LayerNorm normalises along the last dimension (feat) without running statistics:

\[ \mu = \frac{1}{F}\sum_f x_f,\quad \sigma^2 = \frac{1}{F}\sum_f (x_f-\mu)^2,\quad \hat{x}_f = \frac{x_f-\mu}{\sqrt{\sigma^2+\varepsilon}} \]

\[ y_f = \gamma_f \hat{x}_f + \beta_f \]

Learnable params: gamma/beta of shape [feat].
Default epsilon=1e-5.
Works with any rank as long as the last dim equals feat.

BatchNorm1D (Dense / MLP)¶

Input/output: [batch, feat].
Constructor: BatchNorm1D(int feat, float momentum=0.1f, float epsilon=1e-5f).
Training mode: computes per-feature batch mu/var and updates running stats:
running_mean = (1-m) * running_mean + m * mu
running_var = (1-m) * running_var + m * var
Inference mode: fuses each feature to scale+shift constants.

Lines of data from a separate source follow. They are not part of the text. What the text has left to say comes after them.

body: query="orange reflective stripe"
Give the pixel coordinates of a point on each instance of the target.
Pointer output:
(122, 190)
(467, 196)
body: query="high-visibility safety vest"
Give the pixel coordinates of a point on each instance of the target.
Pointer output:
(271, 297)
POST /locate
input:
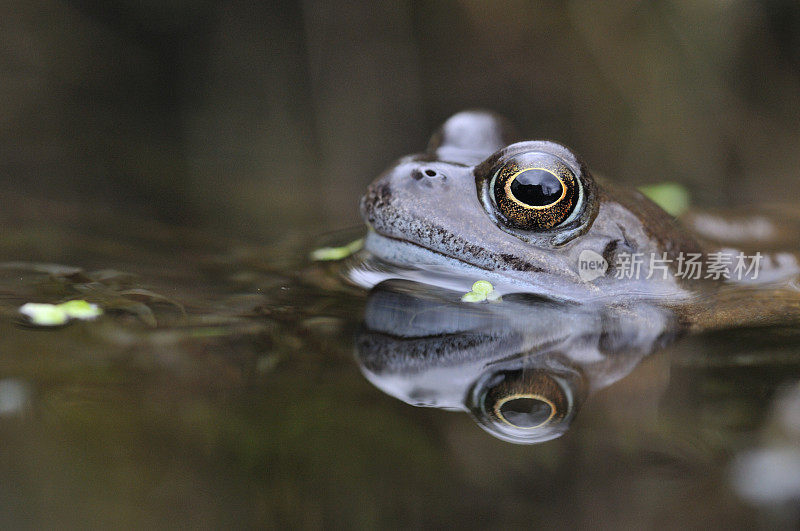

BatchNorm2D (Conv outputs)¶

Input/output: [N,C,L] (Conv1D) or [N,C,H,W] (Conv2D), same shape out.
Constructor: BatchNorm2D(int num_channels, float momentum=0.1f, float epsilon=1e-5f).
Statistics are computed per channel over all non-channel axes (N * spatial).
Inference mode also uses fused running_mean/running_var.

Training / Inference switch¶

Both BatchNorm1D and BatchNorm2D expose:

bn->set_training(true);   // batch stats + running-stat update
bn->set_training(false);  // running stats only

At model level:

model.set_training_mode(true);   // training
model.set_training_mode(false);  // inference

Practical guidance¶

Deployment inference: load gamma/beta/running_mean/running_var from PC training and keep training_mode=false.
Very small batches: prefer LayerNorm for more stable behavior.
Updated demos: example_mlp now includes a BatchNorm1D demo; example_cnn includes a BatchNorm2D demo with explicit mode switching and running-stat inspection.